Along the edge of the cliff, a group of eight college students crowded, watching the events unfolding out in the water—they weren’t that much younger than TK, but somehow seeing their enthusiasm made her feel old.
When TK had learned the county coroner was a college professor and that she and her students would be responsible for the crime scene, she’d had her doubts. Bringing up an antique car without unduly disturbing its occupant from a hundred and twenty feet below the surface? And do it all while preserving any evidence? She couldn’t even begin to imagine the logistics—and all only two days after the body was discovered.

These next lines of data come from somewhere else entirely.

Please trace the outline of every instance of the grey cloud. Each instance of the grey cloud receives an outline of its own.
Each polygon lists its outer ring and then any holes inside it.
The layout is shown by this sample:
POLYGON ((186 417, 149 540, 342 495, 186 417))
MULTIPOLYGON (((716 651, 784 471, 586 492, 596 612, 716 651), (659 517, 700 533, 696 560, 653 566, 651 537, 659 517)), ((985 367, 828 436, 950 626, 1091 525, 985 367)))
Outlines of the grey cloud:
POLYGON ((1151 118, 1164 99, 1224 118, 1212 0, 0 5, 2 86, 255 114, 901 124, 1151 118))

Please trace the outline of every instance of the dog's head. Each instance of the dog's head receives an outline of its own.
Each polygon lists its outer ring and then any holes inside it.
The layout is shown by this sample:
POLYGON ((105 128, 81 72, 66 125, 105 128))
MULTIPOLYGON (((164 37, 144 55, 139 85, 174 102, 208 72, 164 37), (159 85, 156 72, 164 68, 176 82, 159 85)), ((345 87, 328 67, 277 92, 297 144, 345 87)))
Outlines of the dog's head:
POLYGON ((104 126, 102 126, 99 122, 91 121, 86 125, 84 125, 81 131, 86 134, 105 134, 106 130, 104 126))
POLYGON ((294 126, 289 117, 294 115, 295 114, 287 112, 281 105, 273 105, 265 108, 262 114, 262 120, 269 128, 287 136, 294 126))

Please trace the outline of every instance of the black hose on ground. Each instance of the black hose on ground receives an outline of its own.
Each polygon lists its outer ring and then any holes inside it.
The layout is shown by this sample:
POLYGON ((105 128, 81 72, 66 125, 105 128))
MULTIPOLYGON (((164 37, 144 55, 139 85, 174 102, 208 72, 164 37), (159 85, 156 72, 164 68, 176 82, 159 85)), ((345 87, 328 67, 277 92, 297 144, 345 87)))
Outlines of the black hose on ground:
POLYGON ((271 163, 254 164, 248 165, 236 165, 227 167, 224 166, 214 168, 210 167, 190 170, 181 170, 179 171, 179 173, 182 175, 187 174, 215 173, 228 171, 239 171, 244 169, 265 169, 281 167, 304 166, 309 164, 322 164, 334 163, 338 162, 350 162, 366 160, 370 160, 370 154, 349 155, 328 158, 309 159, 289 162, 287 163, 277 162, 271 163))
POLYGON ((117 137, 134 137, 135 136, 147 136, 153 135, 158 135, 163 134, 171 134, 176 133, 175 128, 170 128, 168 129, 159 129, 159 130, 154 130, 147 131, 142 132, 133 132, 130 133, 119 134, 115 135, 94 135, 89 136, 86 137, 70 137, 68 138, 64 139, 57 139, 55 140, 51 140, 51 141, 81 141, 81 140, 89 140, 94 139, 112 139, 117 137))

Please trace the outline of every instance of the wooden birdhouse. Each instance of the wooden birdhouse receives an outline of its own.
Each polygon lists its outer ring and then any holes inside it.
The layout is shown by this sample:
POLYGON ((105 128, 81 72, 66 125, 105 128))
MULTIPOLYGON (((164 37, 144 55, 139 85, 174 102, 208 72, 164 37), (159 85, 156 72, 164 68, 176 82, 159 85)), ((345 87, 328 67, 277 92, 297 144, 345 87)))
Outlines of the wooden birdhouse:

“Dr. Madsen really knows her stuff,” Karlan said, following her gaze. “We’re lucky she took on the job of coroner,” he continued. “Before then, it was always one of the mortuaries—more than a few times, I had the feeling they were more interested in saving money than getting to the truth. Guess they did the best they could with a limited budget.”
“It’d be nice if Pennsylvania had a real medical examiner system like other states.” The gravel crunched beneath their feet as they crossed the empty expanse to the idling tow truck.
“Hell, most of our county sheriffs still only serve papers, leave the real police work to the locals and the Staties.” Karlan nodded a greeting to the tow truck operator, also a police officer, thus able to maintain the chain of custody once the vehicle was excavated, preserving any criminal evidence.